More recently, he’s found one of those genes, called IGF-3, also plays a role in colon cancer, he says. He compared colon cells from healthy people with those from cancer patients and found the latter much more likely to have cells that had lost their imprinting, activating a second copy of the gene.
He says he suspects the loss of imprinting puts the cells on a potential path to cancer. If any of them subsequently acquire certain genetic spelling errors, the combination of abnormalities fuels malignant growth. Eventually, he said, he hopes his findings could lead to tests for predicting and thereby preventing colon cancer.
Feinberg’s findings also raise a warning flag for drugs designed to strip off methyl tags, since they could possibly dislodge the critical methyl tags we’re supposed to have on our imprinted genes.
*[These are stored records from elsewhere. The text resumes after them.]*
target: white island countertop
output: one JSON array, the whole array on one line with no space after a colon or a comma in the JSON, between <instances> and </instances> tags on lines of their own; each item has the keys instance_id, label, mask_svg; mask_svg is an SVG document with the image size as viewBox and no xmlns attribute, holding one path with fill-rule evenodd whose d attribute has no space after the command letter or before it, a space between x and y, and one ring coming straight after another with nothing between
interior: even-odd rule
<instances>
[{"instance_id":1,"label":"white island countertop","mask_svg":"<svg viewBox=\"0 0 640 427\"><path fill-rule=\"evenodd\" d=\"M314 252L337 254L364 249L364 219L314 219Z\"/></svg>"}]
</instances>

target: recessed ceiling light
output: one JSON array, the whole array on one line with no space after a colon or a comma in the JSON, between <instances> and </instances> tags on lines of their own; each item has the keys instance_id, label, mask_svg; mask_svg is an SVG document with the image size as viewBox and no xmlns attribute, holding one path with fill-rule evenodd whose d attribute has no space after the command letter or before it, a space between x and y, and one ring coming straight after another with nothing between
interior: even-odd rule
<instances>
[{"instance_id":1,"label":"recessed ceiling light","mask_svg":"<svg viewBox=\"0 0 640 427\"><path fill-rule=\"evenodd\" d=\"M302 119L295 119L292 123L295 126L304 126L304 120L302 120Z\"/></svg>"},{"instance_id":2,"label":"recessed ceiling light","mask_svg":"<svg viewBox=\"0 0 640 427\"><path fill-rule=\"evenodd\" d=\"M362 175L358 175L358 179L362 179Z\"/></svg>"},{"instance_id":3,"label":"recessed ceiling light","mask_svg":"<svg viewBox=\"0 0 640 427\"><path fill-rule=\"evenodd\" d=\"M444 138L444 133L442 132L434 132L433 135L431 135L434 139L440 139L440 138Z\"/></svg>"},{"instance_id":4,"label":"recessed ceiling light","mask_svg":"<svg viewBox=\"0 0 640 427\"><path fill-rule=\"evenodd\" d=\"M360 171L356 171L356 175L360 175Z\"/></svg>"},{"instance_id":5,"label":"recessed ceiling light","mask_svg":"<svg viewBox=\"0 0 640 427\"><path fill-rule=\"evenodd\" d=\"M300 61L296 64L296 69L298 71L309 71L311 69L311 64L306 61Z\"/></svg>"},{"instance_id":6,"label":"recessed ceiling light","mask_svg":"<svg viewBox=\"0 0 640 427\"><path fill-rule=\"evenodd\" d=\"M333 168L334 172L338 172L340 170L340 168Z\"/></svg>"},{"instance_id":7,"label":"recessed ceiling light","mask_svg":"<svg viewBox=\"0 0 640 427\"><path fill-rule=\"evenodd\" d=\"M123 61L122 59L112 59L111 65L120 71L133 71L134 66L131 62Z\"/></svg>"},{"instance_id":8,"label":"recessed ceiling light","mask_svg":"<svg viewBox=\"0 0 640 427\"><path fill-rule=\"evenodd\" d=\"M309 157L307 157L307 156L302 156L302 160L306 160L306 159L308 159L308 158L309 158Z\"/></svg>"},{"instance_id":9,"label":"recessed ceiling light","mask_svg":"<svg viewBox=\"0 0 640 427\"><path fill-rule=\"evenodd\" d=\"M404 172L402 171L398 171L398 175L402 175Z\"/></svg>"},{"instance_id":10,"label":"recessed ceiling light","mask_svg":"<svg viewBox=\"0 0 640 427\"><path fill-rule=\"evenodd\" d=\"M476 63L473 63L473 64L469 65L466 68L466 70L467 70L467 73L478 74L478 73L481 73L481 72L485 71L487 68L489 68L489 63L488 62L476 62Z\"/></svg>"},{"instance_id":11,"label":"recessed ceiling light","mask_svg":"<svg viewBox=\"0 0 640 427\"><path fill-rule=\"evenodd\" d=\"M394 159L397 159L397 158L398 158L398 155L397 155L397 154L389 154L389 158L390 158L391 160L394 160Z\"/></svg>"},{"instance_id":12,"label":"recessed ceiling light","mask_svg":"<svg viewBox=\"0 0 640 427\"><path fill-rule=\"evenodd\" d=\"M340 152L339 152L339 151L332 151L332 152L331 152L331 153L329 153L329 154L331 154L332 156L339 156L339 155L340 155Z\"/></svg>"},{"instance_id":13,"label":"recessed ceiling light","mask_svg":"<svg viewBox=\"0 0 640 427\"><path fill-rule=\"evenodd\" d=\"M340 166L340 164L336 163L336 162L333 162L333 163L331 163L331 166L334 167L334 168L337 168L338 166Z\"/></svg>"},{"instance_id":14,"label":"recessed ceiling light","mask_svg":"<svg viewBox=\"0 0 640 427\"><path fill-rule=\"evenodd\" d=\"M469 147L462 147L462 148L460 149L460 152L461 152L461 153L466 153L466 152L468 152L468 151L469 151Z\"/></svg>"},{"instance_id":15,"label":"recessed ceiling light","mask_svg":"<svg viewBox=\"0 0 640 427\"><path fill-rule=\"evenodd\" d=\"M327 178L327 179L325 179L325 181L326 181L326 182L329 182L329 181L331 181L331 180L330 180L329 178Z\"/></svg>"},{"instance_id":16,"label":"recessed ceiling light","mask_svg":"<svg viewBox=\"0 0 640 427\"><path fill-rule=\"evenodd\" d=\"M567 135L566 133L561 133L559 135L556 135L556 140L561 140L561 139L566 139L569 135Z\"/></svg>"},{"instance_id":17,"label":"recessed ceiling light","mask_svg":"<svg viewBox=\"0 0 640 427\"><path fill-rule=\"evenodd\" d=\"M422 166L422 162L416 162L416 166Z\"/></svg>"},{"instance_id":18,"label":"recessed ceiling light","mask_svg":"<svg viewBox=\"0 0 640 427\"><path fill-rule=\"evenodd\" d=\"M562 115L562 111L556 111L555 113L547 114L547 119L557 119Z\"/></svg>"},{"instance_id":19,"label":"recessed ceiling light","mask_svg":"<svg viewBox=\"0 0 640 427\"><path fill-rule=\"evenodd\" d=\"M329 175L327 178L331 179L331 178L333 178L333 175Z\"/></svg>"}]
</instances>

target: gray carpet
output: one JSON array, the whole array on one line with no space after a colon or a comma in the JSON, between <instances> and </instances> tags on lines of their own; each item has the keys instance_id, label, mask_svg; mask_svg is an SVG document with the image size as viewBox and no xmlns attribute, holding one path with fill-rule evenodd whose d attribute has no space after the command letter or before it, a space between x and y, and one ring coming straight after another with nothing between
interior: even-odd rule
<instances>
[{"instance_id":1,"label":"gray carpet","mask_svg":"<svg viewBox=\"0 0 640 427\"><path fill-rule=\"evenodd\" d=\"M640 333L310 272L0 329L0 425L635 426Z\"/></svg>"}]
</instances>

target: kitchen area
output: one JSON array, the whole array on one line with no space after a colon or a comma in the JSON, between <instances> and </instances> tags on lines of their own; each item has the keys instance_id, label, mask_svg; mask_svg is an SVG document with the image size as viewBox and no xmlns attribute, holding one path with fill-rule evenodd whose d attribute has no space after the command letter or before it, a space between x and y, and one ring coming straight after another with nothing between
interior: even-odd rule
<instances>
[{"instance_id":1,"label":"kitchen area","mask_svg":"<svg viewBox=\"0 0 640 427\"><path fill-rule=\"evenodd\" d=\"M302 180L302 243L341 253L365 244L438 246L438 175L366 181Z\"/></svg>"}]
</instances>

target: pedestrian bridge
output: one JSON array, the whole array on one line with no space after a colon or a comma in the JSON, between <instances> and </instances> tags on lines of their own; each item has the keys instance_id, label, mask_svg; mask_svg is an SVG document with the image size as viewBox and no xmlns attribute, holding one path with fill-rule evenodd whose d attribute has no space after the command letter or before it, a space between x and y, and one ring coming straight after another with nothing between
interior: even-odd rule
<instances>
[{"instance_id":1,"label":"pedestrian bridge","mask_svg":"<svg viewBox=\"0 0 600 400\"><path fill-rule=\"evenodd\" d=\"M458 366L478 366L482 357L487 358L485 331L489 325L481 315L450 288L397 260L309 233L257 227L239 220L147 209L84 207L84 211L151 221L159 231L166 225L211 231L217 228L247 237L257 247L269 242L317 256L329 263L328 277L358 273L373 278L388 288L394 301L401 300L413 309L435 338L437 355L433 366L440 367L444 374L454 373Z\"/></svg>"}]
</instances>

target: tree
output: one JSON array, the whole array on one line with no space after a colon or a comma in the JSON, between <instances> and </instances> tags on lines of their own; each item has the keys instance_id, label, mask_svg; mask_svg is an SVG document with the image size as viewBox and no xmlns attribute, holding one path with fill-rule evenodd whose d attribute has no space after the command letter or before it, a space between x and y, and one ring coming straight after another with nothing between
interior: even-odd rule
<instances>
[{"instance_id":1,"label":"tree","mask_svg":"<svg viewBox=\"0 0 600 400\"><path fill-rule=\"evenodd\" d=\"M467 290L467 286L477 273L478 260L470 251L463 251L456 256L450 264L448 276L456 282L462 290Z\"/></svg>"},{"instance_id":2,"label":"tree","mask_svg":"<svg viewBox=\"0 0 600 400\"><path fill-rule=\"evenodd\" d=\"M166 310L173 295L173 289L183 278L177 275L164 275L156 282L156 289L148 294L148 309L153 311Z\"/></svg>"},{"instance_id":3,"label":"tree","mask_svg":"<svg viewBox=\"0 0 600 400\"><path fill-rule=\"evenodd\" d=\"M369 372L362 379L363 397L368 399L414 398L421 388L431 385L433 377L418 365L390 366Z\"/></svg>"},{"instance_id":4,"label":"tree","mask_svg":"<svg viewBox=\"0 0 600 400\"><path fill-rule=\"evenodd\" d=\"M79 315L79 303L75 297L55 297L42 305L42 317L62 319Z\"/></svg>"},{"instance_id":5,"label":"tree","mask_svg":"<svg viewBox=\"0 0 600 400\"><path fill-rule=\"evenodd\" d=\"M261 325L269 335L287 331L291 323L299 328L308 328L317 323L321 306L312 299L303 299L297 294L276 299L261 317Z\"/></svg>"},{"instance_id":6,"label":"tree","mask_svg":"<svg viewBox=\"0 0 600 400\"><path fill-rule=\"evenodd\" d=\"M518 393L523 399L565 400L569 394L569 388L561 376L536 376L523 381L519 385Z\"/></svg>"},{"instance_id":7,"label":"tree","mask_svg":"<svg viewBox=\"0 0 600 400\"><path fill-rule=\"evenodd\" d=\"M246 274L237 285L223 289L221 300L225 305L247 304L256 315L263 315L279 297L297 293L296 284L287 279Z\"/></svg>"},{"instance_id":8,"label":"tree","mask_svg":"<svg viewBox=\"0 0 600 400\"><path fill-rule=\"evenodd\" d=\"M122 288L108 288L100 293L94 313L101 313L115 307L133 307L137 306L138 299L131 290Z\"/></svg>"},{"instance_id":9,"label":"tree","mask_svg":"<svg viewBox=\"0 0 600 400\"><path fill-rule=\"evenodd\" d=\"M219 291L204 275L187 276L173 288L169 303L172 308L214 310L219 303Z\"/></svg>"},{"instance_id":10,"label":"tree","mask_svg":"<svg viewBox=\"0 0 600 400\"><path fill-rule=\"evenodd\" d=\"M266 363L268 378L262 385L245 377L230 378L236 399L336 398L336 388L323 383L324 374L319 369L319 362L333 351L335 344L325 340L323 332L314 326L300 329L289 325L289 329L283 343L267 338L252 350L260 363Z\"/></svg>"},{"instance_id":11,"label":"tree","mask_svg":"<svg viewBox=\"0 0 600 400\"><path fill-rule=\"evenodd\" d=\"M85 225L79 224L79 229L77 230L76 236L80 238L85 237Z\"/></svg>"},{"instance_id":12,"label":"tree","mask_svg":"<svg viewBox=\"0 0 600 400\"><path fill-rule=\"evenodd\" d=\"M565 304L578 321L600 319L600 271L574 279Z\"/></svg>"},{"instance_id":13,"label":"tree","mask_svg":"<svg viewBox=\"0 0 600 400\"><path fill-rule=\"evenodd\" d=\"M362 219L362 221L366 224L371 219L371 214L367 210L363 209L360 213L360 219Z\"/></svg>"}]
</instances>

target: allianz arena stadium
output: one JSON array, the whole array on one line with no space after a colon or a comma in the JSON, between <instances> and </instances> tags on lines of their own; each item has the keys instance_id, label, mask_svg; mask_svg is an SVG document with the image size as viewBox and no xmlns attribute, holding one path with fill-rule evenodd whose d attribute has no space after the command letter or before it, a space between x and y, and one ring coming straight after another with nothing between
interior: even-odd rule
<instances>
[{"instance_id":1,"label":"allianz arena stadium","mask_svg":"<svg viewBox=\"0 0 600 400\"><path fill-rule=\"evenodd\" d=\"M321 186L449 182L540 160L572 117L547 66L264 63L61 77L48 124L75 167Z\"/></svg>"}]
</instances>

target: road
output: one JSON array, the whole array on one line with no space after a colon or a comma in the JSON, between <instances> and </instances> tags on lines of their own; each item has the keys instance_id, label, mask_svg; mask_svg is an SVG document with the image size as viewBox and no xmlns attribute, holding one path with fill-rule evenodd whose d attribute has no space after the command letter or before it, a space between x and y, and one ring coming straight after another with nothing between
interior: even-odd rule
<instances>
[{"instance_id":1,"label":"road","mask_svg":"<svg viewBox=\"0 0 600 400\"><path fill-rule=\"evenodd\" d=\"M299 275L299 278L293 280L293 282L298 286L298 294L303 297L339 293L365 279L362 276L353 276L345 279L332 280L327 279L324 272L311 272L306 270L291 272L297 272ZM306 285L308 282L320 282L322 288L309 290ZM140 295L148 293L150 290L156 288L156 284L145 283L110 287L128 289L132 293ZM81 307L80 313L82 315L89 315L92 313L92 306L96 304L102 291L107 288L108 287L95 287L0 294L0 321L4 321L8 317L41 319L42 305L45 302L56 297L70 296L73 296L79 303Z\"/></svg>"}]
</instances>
USC’s Peter Jones argues that we’ll gain a much better handle on cancer and stem cell research if we take time to unlock the secrets of these epigenetic tags systematically. So he has proposed a human epigenome project as a follow-up to the 1990s push to map the human genome.
Others say the epigenome represents a natural next step _ but a daunting one, since there’s a different one for every type of cell we carry. The current frontier is comparing the genetic codes, or genomes, of different species, says Wistar’s Rauscher.
"The next frontier is finding the epigenome."